One of the moments that has stuck with me from my time leading United Way NSV is the look on people's faces the first time collaboration came up in the room. Not skepticism, not resistance. Genuine surprise. The idea that organizations in the same city, serving the same population, drawing from the same limited pool of donor dollars, might actually sit down and work together had not occurred to some of them as a real possibility. They weren't opposed to it. They just hadn't considered it. That gap, between organizations that are technically neighbors and the actual conversation that would make them partners, is the thing I keep coming back to.

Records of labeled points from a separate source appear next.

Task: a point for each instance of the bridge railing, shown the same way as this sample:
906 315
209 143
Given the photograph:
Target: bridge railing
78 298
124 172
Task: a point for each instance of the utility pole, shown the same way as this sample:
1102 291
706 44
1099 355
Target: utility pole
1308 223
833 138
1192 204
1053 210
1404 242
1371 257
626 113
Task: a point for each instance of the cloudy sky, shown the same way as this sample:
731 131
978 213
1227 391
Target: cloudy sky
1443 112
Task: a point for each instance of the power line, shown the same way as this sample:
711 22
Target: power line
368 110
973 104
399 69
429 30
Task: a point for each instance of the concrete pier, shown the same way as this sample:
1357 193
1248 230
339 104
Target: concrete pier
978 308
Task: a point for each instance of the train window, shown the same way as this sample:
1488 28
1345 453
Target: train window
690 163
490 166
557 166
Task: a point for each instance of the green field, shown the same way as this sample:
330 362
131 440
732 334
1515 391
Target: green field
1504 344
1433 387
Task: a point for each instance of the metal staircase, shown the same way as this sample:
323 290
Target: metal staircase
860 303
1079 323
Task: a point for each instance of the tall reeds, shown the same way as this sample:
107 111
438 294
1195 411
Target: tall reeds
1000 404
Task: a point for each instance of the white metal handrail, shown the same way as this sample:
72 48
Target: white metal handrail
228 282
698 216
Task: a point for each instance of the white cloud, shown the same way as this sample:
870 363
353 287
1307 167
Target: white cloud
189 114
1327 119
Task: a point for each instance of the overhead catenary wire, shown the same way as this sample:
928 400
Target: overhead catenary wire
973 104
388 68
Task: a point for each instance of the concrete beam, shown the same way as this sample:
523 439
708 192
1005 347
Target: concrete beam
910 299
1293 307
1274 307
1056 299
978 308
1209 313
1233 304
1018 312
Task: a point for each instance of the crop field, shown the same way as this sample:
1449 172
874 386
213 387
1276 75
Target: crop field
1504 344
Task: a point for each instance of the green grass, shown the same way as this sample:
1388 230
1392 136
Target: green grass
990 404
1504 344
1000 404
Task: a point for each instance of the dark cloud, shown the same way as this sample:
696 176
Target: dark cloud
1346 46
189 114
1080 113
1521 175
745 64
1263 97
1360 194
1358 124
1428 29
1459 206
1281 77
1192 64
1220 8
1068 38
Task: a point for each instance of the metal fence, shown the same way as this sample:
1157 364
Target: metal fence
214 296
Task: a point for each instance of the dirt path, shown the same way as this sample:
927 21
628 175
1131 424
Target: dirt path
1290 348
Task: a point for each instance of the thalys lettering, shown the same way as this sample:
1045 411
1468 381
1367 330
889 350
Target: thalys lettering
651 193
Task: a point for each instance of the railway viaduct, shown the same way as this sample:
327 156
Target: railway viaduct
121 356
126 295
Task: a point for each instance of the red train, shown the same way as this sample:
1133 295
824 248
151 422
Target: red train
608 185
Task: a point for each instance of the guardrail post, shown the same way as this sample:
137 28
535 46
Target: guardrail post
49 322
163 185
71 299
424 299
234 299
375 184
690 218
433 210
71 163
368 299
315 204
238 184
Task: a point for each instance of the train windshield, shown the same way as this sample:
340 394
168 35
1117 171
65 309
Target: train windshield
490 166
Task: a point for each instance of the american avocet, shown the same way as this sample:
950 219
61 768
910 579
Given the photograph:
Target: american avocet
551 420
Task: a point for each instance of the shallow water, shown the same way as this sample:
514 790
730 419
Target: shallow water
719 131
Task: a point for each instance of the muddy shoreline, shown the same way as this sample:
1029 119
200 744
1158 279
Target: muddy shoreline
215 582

Built Out of Habit, Not Malice
The Northern Shenandoah Valley has a real and well-documented nonprofit density. There are organizations doing good work, sometimes overlapping work, sometimes duplicating work, often without knowing it. That's not a criticism of anyone's mission or effort. It's what happens when every organization is heads-down in its own lane, measuring its own outcomes, writing its own grants, showing up to the same community events and still somehow not knowing what the org three blocks away is actually doing day to day. The silos aren't built out of malice. They're built out of habit, out of the grind of keeping an organization alive, and out of a sector culture that has spent decades treating collaboration as a nice-to-have rather than a survival strategy.
When People Get in the Room, Things Move
Here's what I know from the inside: when people do get in the room, things move. Funding gets unlocked. Programs stop overlapping and start complementing each other. The collective voice is louder than any single org's voice has ever been on its own. The Winchester Nonprofit Collaborative exists because a group of leaders in this community decided to stop waiting for that to happen organically and start building the infrastructure for it deliberately. Its mission is straightforward: unite nonprofits to amplify collective voice, advance public policy, and protect the sustainability of community services across the Valley. I was part of founding it. I served on the steering and executive committees. I watched organizations that had operated independently for years find that they had more in common, and more leverage together, than they'd realized. That work is real and it is ongoing.
Some Still Won't Come to the Table
And still, some organizations won't come to the table. Not all of them, not even most of them. But enough that the gap is noticeable. The reasons vary. Some are protective of their brand or their donor relationships. Some have leadership that genuinely believes they operate in a separate category from the rest of the sector. Some are just stretched thin and collaboration feels like one more meeting they don't have bandwidth for. All of those reasons are understandable. None of them make the silos less costly. Every dollar spent duplicating a service that another organization is already delivering is a dollar that didn't go to the mission. Every grant written in isolation is a grant that didn't benefit from the collective credibility of a sector that actually speaks with one voice.
Pick Up the Phone
So here's the ask, and I'll make it plainly. Think about one organization in your community doing work that touches yours. When did you last have a real conversation with them, not at an event, not over email, but an actual conversation about what you're each doing and where your work overlaps? If you can't answer that quickly, that's the gap. Pick up the phone. Buy someone a coffee. Ask what they're working on and actually listen. You might find a partner. You might find a way to stop duplicating effort. You might find that the community you're both trying to serve is better off because two organizations finally decided to talk.